An information security blueprint, part 1
Symantec's Francis deSouza lays out the requirements for a more practical way of addressing information security threats
By Francis deSouza, Senior Vice President, Enterprise Security Group, Symantec Corp.
May 03, 2010 — CSO —
The recent the Hydraq attacks were the latest example of just how radically the Internet threat landscape has changed over the past few years, and how vulnerable companies and their information stores are to cyber attacks. The attackers were not hackers, they were criminals attempting to steal intellectual property. Hydraq is an example of how cybercrime has evolved from hackers simply pursuing public notoriety to covert, well-organized attacks that leverage insidious malware and social engineering tactics to target key individuals and penetrate corporate networks. Many of today's attacks are highly sophisticated espionage campaigns attempting to silently steal confidential information. This should raise the alarm for companies of all sizes and across all industries, as information is a business' most valuable asset. Information not only supports business, it also enables and helps drive it in a global marketplace in which having the right information at the right time can mean the difference between profitability and loss.
However, while information security has never been more important, it has also never been more challenging. Businesses have more information to protect at more points against more threats than ever before. In such an environment, businesses can build an effective defense only after they first understand the peculiarities of today's threat landscape and then identify their own specific areas of vulnerability. Armed with this information, organizations can then develop an information security blueprint that is right for them—one that is comprehensive, proactive, enforceable, and manageable.

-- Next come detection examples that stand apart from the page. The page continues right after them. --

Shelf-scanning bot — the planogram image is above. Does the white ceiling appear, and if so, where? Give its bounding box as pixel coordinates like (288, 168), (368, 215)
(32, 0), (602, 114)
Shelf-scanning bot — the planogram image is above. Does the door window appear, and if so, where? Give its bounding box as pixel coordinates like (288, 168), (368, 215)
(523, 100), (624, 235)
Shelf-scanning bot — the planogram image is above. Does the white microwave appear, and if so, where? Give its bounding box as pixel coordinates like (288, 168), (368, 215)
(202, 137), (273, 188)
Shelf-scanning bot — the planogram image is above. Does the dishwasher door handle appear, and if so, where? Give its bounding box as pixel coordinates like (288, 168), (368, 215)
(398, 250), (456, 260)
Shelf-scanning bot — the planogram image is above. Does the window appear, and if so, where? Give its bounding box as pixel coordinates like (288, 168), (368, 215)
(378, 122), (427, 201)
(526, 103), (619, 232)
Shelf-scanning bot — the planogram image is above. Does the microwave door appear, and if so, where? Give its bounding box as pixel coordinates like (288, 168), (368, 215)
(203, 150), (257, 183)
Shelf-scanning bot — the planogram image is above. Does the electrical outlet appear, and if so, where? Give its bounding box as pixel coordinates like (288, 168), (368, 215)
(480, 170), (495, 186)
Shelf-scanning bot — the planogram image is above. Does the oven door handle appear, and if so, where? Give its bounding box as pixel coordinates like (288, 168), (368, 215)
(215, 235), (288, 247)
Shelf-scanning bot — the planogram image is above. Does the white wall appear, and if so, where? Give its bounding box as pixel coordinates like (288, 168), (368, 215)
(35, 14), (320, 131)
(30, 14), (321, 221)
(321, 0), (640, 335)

More Threats, More Complexity
Today's headlines are rife with accounts of information security threats and data breaches, and this alarming trend is clearly borne out in statistics as well. For example, in 2009, Symantec identified more than 240 million distinct new malicious programs, a 100 percent increase over 2008.

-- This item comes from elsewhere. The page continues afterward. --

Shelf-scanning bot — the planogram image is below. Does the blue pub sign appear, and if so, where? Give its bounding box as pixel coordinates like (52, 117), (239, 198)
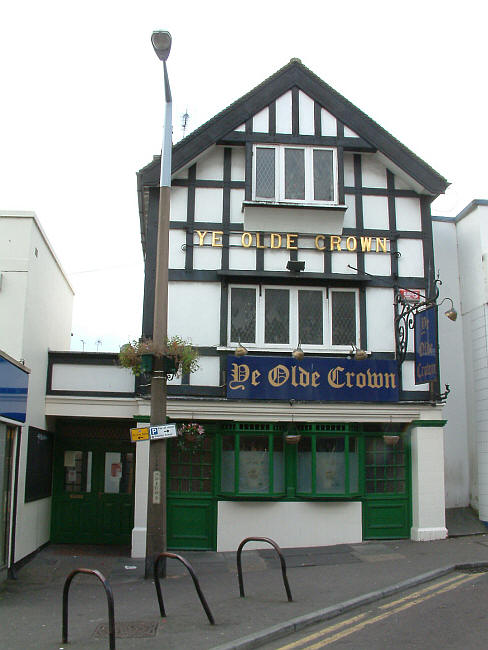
(414, 307), (437, 384)
(0, 355), (29, 422)
(227, 356), (398, 402)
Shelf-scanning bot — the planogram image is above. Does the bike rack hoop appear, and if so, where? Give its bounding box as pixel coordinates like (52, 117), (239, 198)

However, viruses, worms and other types of malicious code are not the only threats to information today. Businesses now are also at risk from botnets, phishing attacks, and spam. Sixty percent of all data breaches that exposed identities were the result of hacking. In a sign that this issue is not limited to a few larger enterprises, the 2010 Symantec State of Enterprise Security Report found that 75 percent of enterprises surveyed experienced some form of cyber attack in 2009. And spam made up 88 percent of all email observed by Symantec. Of the 107 billion spam messages distributed globally per day on average, 85 percent were from botnets, according to the Symantec Internet Security Threat Report.